RemoteViewsServiceはもともとAppWidgetに切り替え可能なリストを提供するためのServiceでRemoteViewsFactoryとセットで使います。
そしてRemoteViewsServiceの実装はServiceをExtendしており、尚且つ通知領域に通知を出し続けなくて良い形になっているのです。
なので、RemoteViewsService上でObserverでカウントを行い、毎回notifyAppWidgetViewDataChangedを発行してRemoteViewsFactoryからRemoteViewを返してもらうという形の実装を行い、ギリギリ実装を終えることができました。

実際の実装(一部抜粋)

class WidgetRemoteViewsService : RemoteViewsService() {
    private val disposable = CompositeDisposable()

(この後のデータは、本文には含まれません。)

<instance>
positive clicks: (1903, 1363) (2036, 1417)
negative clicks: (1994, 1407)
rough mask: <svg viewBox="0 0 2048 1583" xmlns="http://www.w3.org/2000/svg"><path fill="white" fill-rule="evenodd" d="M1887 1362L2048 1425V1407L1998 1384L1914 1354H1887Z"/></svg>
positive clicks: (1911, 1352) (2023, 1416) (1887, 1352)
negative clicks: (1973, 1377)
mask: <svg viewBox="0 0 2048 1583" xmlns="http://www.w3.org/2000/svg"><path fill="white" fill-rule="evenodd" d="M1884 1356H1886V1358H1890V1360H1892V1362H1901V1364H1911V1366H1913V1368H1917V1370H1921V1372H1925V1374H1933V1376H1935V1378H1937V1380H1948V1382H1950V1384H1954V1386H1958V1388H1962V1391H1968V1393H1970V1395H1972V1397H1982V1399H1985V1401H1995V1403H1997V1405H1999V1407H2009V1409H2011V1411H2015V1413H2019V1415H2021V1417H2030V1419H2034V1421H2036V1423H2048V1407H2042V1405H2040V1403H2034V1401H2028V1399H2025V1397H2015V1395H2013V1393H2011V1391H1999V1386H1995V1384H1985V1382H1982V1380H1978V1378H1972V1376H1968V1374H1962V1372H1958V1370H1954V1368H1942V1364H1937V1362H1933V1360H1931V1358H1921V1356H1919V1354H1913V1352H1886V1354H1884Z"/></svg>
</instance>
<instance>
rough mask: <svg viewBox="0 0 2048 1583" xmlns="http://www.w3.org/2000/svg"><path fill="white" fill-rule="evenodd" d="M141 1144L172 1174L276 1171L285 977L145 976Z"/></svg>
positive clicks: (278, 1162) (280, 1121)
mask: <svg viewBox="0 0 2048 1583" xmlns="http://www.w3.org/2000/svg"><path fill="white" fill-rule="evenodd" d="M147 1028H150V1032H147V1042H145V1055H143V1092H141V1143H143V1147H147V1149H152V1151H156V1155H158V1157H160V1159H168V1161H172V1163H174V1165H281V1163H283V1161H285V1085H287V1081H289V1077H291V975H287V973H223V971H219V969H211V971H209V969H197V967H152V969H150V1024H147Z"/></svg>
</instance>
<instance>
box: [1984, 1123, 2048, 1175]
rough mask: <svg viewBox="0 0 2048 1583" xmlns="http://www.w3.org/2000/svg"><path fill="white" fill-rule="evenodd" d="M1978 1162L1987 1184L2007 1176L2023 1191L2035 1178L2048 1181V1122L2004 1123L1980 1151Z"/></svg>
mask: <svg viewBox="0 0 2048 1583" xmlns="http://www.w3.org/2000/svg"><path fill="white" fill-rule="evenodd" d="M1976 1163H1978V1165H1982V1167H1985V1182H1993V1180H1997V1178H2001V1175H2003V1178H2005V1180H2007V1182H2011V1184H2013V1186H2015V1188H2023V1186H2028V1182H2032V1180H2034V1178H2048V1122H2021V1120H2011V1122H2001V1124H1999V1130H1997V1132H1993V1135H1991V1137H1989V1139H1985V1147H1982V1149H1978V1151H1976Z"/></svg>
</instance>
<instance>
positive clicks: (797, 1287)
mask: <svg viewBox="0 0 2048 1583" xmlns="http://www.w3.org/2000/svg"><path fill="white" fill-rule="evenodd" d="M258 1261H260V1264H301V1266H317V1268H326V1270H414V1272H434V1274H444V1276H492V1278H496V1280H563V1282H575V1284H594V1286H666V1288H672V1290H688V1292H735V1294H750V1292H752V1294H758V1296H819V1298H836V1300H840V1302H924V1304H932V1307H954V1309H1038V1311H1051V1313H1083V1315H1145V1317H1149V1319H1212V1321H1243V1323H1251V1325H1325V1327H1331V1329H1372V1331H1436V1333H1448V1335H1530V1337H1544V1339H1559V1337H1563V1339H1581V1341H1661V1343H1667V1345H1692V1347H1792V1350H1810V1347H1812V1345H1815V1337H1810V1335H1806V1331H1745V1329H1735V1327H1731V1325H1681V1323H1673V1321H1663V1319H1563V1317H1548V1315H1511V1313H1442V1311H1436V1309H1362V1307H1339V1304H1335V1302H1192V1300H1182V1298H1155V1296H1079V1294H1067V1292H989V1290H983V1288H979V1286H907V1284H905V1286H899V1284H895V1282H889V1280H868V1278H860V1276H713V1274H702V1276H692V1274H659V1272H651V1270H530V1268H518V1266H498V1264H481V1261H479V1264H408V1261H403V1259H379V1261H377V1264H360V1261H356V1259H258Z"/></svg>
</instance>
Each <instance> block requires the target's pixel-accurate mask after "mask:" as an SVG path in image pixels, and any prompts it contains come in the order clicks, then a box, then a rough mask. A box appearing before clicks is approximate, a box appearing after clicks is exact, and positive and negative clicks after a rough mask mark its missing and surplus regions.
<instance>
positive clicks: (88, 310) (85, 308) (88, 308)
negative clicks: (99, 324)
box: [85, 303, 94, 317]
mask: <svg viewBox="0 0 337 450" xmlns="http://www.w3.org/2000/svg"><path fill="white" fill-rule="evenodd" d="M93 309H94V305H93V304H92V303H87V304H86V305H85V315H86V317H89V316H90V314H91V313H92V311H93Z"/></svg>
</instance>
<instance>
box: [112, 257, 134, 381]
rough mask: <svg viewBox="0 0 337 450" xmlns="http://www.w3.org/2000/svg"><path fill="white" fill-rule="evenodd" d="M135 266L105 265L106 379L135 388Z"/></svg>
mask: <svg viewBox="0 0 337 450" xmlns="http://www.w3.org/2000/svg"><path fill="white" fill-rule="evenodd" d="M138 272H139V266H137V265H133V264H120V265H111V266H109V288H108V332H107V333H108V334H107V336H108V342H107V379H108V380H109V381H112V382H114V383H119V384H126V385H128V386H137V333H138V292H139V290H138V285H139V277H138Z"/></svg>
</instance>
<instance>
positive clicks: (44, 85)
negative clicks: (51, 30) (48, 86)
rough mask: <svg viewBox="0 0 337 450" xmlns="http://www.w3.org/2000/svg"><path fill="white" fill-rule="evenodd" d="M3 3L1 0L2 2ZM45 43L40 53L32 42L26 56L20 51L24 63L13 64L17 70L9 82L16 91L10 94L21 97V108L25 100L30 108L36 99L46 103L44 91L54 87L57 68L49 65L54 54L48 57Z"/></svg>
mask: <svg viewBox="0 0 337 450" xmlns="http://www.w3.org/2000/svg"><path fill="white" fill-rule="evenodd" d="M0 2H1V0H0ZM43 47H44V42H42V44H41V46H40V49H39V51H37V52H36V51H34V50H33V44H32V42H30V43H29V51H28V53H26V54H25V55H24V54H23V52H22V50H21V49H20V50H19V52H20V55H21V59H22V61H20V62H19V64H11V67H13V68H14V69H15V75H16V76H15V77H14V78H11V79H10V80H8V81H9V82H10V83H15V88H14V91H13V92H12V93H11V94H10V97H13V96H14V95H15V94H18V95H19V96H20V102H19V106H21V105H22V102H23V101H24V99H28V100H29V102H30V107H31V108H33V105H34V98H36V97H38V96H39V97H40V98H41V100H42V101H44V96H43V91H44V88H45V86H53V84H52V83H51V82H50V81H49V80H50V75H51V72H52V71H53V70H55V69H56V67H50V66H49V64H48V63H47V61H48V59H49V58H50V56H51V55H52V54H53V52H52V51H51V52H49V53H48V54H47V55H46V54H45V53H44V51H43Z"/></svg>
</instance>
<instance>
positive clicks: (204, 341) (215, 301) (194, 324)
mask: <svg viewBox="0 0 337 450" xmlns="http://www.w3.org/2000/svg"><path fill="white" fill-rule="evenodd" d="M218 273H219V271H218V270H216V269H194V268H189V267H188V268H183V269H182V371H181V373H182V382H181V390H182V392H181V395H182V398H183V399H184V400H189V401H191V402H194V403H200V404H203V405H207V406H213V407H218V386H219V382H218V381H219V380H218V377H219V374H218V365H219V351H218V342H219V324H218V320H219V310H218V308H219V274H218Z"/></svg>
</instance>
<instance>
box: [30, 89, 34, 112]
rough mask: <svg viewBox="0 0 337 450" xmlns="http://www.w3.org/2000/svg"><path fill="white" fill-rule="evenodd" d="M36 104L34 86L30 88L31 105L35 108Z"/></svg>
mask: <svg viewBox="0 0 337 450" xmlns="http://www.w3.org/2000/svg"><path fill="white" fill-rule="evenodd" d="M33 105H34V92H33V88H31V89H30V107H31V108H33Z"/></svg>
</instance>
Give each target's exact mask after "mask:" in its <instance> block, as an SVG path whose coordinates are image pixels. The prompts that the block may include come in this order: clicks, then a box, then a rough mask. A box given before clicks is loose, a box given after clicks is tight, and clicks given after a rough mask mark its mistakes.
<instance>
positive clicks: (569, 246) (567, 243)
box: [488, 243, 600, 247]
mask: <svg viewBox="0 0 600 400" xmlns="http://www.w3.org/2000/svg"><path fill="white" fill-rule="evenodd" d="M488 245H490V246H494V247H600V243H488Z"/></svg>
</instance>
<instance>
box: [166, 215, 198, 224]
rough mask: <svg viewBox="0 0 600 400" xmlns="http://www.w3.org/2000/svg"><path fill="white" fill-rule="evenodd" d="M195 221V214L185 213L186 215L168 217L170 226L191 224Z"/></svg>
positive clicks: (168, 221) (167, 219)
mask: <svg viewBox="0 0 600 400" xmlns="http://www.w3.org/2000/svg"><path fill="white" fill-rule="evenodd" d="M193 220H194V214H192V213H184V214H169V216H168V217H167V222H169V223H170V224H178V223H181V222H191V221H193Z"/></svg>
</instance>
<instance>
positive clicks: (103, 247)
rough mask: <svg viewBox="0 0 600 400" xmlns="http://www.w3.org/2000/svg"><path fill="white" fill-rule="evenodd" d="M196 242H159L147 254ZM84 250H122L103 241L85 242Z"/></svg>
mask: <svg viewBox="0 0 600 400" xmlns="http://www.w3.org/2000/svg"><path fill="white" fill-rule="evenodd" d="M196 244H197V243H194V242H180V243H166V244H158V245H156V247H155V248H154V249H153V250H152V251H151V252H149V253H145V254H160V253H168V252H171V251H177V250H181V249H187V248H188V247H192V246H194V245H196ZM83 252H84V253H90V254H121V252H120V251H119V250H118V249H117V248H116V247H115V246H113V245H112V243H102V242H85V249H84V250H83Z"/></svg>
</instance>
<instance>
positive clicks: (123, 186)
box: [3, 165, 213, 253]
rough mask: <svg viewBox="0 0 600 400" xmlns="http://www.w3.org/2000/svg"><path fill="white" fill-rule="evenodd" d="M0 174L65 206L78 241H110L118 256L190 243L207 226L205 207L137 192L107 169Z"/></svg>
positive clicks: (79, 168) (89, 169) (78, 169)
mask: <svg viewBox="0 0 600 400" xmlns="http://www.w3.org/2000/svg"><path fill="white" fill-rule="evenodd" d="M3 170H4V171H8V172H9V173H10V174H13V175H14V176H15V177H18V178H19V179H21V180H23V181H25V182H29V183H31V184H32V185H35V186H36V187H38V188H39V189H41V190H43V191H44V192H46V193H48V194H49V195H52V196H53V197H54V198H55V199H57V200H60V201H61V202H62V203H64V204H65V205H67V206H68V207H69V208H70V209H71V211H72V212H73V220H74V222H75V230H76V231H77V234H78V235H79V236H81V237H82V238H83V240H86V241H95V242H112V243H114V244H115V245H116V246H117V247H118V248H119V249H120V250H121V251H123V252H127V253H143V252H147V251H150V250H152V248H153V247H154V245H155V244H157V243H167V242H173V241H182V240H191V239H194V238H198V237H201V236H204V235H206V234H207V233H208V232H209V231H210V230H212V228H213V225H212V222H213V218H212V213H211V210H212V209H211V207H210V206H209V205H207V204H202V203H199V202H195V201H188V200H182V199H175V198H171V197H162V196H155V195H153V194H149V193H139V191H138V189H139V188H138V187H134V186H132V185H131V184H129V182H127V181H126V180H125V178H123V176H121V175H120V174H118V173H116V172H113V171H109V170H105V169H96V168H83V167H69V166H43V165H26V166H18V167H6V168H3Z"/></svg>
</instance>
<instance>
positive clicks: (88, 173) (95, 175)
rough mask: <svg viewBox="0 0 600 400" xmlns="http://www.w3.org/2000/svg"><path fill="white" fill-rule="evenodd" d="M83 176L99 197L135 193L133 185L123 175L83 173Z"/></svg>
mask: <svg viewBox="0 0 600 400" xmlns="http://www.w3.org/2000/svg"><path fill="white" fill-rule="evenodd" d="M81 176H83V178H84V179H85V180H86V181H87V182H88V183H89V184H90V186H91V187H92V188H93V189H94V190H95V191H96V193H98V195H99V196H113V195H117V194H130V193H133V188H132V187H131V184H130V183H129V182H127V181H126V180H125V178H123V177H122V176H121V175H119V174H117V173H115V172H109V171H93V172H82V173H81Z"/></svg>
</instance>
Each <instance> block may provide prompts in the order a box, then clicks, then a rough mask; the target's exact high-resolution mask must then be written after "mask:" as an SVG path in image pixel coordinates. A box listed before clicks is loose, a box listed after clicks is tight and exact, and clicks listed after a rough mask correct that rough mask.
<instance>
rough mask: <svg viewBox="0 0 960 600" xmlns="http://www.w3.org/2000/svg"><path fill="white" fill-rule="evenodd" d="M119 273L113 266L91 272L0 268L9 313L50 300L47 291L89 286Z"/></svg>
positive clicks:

    override fun onCreate() {
        super.onCreate()
        val appWidgetManager = AppWidgetManager.getInstance(this)
        setCountDownTimer(appWidgetManager)
    }

    override fun onGetViewFactory(intent: Intent): RemoteViewsFactory {
        return WidgetRemoteViewsFactory(this)
    }

    override fun onStartCommand(intent: Intent?, flags: Int, startId: Int): Int {
        return START_REDELIVER_INTENT
    }

    override fun onDestroy() {
        disposable.dispose()
        super.onDestroy()
    }

    private fun setCountDownTimer(
        appWidgetManager: AppWidgetManager
    ) {
        Observable.interval(TIMER_COUNT_DOWN_INTERVAL_MILLIS, TimeUnit.MILLISECONDS)
            .timeInterval()
            .observeOn(AndroidSchedulers.from(Looper.myLooper(), true))
            .subscribe {
                // Loop中にWidgetを追加されたときに追加されたWidgetのカウントダウンも正常に動かすためにこのタイミングでappWidgetIdsを読み込む
                val appWidgetIds = appWidgetManager.getAppWidgetIds(ComponentName(this, ClockWidget::class.java))
                appWidgetManager.notifyAppWidgetViewDataChanged(appWidgetIds, R.id.adapterCountDownView)
            }.addTo(disposable)
    }
class WidgetRemoteViewsFactory internal constructor(private var context: Context) : RemoteViewsFactory {

    private fun createWidgetRemoteViews(): RemoteViews {
        val remoteViews = RemoteViews(context.packageName, R.layout.widget_clock)
        val timeZone = ZoneId.of("Asia/Tokyo")
        val countDownMillis = xxCountDownTimer.getCountTime(ZonedDateTime.now(timeZone))
        val duration = Duration.ofSeconds(countDownMillis)
        remoteViews.setTextViewText(R.id.countDownTextView, DurationStringConverter().convertDurationString(duration))
        return remoteViews
    }
}

終わってから考えたこと

まぁ冒頭でも言いましたが、「ちゃんと技術的な見積もりをしてから開発のGOを出さないと痛い目を見るよ」という一言に尽きるなと思いました。
通常のアプリ内での実装であれば、まだ結構先駆者もいてなんだかんだ何とかなったりするイメージはありますが、Widgetに関してはあまり技術文献もネットに落ちておらず、Githubのソースコードを結構深くまで漁ったりとかもしました。
その技術が新しいものか、ネットに文献が落ちているかどうかも見積もり要素としていれたほうがいいなと改めて思い知らされました。

私の経験が、誰かのために役に立ったら良いなとおもいここに書き連ねておきます。